“It’s a lot in the best way, you know? I’m so overwhelmed with joy and gratitude.”
Taylor plays Perfidia Beverly Hills, a revolutionary group leader, in One Battle After Another, and while she doesn’t seem to have much in common with her character, she identified with the way she is treated by other people.
She said: “What black women go through, that was easy to understand in Perfidia. It was easy to understand what it felt like to be ignored. It was easy to feel like what it felt like to be in survival mode. It was easy to understand what it felt like to not be feel seen or heard.
“I had just got out of [the film A Thousand and One], where I was somewhat of a complex woman that was trying to navigate motherhood.

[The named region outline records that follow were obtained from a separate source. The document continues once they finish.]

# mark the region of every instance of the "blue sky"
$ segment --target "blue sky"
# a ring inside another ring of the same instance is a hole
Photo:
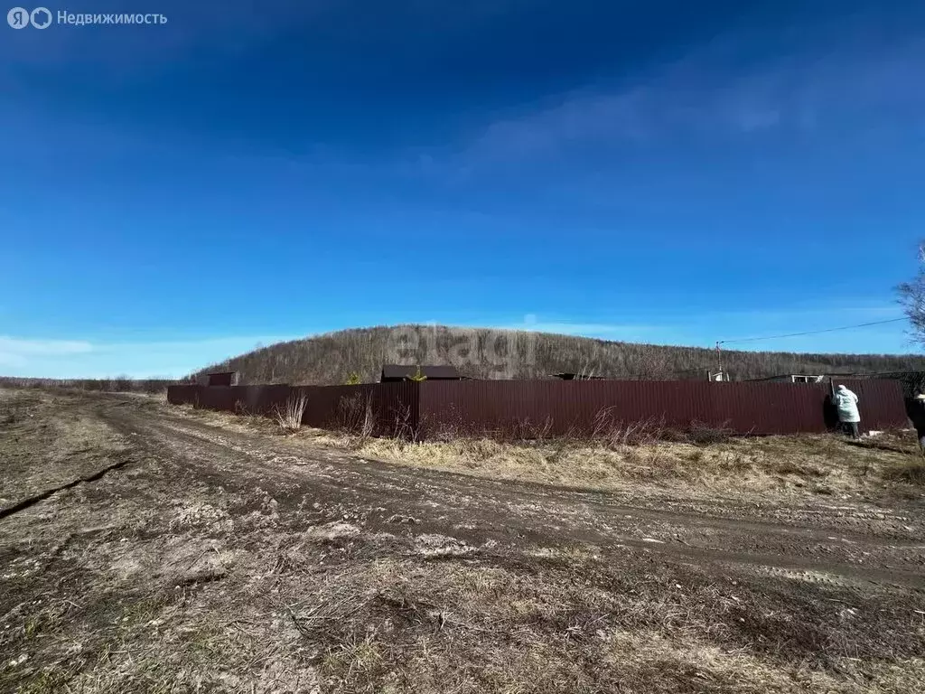
[[[710,346],[902,316],[921,3],[49,9],[167,23],[0,25],[0,373],[412,321]],[[904,323],[742,346],[916,349]]]

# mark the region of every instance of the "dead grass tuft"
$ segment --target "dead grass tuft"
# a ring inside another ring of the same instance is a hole
[[[302,390],[290,395],[286,404],[277,409],[275,417],[279,428],[286,433],[294,433],[302,427],[302,416],[308,405],[308,398]]]

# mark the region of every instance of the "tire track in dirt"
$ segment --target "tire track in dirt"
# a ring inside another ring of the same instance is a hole
[[[626,546],[718,567],[746,564],[797,577],[831,576],[835,581],[925,589],[920,539],[626,506],[603,492],[483,480],[339,452],[309,452],[158,412],[104,403],[98,413],[135,445],[181,468],[179,474],[232,488],[256,483],[278,491],[283,505],[312,497],[363,507],[370,512],[367,525],[374,529],[394,529],[387,519],[404,514],[416,517],[415,531],[477,544],[579,542],[610,551]],[[299,465],[274,462],[280,458]]]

So I felt like with playing Perfidia, I was able to take the complexity up a few more notches.”
In the movie, Perfidia flees the US for Mexico, but sends a letter to her daughter, which she reads at the end of the movie.
And Taylor recalled how she and director Paul Thomas Anderson workshopped the note together and it made for an emotional moment during filming, particularly because of the illness of producer and first assistant director Adam Somner, who died of cancer in November 2024.
“It’s so crazy because that note that you hear, we did that in one take. And I just remember how emotional we were — me, Paul, and our sound guy,” Taylor said.
“We are all crying. And at that time, we were losing Adam.
“It was very, very heavy for all of us. And the perseverance, everything that we were going through, it was the last day of filming, and that letter just hit hard. Are you happy? Do you have love? I’m getting chills just thinking about it.”